William T. Mason, Norfolk civil rights attorney

Mason
March 5, 2008

Listen to an audio recording of a two-part oral history interview of Norfolk attorney William T. Mason, or read the transcripts (March 5, 2008 and March 12, 2008):


March 5, 2008


March 12, 2008

Mason was interviewed by Dr. Cassandra Newby-Alexander, Professor of History at the Norfolk State University, at the offices of the Robinson Law Group in Norfolk.

In the first interview, Mason talks about his family’s roots in Trinidad and Pennsylvania, his childhood growing up in Norfolk and New York City, and his education at Virginia Union University in Richmond, Colby College in Maine, and Howard University Law School. He recalls his father’s work as an insurance salesman and real estate broker in Norfolk and his mother’s career as a social worker and her volunteer work to improve housing and education in segregated Norfolk, which included work for the National Council of Negro Women in New York and Virginia, her work organizing the Women’s Interracial Council in Norfolk, her efforts to bring attention to the housing shortage in Norfolk after World War II, and her work to support students when the Norfolk schools were closed due to massive resistance.

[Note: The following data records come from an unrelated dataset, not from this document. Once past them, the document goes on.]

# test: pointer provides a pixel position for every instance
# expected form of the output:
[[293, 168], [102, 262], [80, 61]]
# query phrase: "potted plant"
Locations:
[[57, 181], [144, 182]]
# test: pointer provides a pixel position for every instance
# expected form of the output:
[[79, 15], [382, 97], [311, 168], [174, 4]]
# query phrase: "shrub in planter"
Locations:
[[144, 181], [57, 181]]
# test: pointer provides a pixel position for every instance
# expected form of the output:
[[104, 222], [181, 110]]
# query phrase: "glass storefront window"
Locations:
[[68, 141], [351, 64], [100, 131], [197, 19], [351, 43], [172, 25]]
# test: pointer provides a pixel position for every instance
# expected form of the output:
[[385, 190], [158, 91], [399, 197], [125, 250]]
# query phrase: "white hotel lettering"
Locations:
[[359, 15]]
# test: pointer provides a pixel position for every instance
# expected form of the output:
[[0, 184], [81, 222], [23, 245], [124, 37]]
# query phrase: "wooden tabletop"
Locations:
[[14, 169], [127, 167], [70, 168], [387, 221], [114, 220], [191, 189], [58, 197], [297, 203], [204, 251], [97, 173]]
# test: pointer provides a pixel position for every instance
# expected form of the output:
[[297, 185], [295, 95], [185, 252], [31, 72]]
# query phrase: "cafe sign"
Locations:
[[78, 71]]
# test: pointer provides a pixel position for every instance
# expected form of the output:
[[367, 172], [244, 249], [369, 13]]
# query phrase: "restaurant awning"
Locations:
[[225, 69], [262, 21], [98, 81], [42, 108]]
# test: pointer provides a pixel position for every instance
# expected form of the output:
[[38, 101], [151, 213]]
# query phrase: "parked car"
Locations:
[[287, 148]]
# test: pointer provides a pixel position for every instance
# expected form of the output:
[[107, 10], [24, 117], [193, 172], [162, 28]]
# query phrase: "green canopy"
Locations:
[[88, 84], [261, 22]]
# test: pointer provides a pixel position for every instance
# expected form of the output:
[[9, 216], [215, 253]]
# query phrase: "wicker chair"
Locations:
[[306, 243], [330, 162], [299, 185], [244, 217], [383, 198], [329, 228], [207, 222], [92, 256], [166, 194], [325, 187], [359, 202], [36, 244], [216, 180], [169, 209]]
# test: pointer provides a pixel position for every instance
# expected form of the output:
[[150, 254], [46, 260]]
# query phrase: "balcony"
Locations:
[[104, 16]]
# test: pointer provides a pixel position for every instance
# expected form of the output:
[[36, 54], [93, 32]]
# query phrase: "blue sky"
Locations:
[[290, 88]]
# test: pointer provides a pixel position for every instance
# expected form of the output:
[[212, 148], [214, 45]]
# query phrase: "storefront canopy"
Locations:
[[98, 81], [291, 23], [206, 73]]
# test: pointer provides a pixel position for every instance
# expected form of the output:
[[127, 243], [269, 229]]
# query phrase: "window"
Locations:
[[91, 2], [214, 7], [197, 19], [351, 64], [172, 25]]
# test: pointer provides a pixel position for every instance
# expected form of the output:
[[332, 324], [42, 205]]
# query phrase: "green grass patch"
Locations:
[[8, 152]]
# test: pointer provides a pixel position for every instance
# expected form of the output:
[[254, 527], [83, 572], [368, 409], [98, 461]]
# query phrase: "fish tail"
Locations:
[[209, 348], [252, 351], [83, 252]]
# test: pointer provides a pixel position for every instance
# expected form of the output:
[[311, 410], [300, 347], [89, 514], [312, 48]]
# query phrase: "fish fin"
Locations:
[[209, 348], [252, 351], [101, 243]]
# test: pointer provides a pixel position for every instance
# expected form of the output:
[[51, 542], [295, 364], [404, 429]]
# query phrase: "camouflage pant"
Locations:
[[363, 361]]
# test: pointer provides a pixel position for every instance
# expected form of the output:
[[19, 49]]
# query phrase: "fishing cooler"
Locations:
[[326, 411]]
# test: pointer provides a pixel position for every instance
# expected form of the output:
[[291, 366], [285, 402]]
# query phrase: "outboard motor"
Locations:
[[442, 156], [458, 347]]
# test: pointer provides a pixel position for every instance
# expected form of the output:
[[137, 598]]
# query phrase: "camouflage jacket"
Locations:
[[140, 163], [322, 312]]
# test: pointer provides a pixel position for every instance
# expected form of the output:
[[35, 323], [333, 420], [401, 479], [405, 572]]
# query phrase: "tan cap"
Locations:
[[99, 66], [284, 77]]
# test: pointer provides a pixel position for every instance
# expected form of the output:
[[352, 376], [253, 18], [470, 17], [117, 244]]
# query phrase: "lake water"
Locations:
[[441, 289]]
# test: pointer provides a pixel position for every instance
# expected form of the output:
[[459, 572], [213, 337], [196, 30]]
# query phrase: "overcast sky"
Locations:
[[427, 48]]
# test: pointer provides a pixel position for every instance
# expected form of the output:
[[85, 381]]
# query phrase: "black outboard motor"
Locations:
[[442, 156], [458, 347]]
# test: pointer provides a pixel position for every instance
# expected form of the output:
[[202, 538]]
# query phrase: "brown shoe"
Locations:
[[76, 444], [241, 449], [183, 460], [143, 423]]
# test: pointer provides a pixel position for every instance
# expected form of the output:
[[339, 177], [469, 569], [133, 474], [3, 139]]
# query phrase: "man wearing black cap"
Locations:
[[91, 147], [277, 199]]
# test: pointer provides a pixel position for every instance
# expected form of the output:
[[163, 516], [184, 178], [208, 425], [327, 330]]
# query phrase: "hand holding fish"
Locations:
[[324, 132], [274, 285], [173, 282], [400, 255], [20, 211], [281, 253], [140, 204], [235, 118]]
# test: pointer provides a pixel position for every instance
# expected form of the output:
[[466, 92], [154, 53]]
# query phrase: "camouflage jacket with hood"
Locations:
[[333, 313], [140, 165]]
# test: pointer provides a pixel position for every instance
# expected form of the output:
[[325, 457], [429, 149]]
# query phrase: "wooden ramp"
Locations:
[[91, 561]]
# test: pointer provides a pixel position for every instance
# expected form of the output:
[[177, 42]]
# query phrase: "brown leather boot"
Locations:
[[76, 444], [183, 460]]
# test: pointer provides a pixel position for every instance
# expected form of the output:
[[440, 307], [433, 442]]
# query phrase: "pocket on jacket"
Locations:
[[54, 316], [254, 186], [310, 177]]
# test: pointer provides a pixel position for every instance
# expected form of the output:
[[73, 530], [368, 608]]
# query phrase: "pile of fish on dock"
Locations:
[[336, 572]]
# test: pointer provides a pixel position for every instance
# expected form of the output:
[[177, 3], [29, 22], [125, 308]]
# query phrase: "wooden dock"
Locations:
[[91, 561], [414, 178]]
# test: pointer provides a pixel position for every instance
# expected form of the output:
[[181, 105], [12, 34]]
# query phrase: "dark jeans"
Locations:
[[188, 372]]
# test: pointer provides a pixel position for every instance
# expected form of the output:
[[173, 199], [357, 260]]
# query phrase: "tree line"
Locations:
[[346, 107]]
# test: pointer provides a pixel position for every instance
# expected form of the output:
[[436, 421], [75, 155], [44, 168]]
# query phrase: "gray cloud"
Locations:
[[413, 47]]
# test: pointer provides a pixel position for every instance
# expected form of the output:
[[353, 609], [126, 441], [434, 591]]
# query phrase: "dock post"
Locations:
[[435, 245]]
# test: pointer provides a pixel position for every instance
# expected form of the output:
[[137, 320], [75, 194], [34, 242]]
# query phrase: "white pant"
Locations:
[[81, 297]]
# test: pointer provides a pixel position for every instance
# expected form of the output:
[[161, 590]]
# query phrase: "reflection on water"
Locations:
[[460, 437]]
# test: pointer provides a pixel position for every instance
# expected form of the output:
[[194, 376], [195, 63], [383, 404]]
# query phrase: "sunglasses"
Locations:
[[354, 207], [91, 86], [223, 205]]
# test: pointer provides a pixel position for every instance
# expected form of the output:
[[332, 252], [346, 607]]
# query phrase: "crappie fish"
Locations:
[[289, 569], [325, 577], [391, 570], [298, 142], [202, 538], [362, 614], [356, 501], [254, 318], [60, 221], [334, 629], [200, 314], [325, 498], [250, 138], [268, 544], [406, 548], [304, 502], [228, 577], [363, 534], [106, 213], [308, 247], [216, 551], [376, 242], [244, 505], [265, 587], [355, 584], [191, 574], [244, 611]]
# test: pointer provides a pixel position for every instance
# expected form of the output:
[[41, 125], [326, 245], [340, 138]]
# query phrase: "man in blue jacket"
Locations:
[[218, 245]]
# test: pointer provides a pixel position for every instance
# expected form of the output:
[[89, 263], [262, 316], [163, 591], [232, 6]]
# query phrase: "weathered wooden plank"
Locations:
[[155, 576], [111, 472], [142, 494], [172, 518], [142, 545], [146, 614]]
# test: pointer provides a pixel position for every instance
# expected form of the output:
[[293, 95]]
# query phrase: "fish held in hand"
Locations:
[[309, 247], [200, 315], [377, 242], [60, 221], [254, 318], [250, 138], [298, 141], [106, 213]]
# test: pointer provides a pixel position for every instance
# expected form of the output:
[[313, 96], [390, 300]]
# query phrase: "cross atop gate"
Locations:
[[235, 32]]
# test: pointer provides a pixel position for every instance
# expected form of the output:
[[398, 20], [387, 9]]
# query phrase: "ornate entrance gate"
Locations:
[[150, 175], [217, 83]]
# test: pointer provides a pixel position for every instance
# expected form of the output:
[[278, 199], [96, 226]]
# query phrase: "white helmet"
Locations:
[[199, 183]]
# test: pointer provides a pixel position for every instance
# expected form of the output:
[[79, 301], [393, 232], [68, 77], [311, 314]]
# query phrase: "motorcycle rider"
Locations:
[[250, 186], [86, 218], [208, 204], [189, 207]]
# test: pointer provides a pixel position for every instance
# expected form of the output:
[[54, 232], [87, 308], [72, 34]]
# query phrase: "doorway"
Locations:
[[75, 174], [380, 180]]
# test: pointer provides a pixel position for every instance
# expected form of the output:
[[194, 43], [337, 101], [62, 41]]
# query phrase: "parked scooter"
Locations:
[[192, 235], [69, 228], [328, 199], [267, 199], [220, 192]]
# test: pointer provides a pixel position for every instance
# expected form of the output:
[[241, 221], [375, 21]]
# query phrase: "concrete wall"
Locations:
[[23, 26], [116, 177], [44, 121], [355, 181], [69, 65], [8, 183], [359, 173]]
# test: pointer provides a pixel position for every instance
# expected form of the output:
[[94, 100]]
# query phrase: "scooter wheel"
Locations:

Mason also reflects on working with civil rights attorney Oliver Hill and others in the Norfolk area during the 1940s. Toward the end of the interview, he discusses the context of his appointment as an attorney in the office of the U.S. Attorney’s Office for the Eastern District of Virginia and his work there, which included school desegregation cases. He concludes the interview by talking about attorneys Leonard W. Holt, E.A. Dawley, and Joseph A. Jordan, civil rights litigation in Norfolk during the 1970s and 1980s, and his relationship with Norfolk State University President Lyman Beecher Brooks.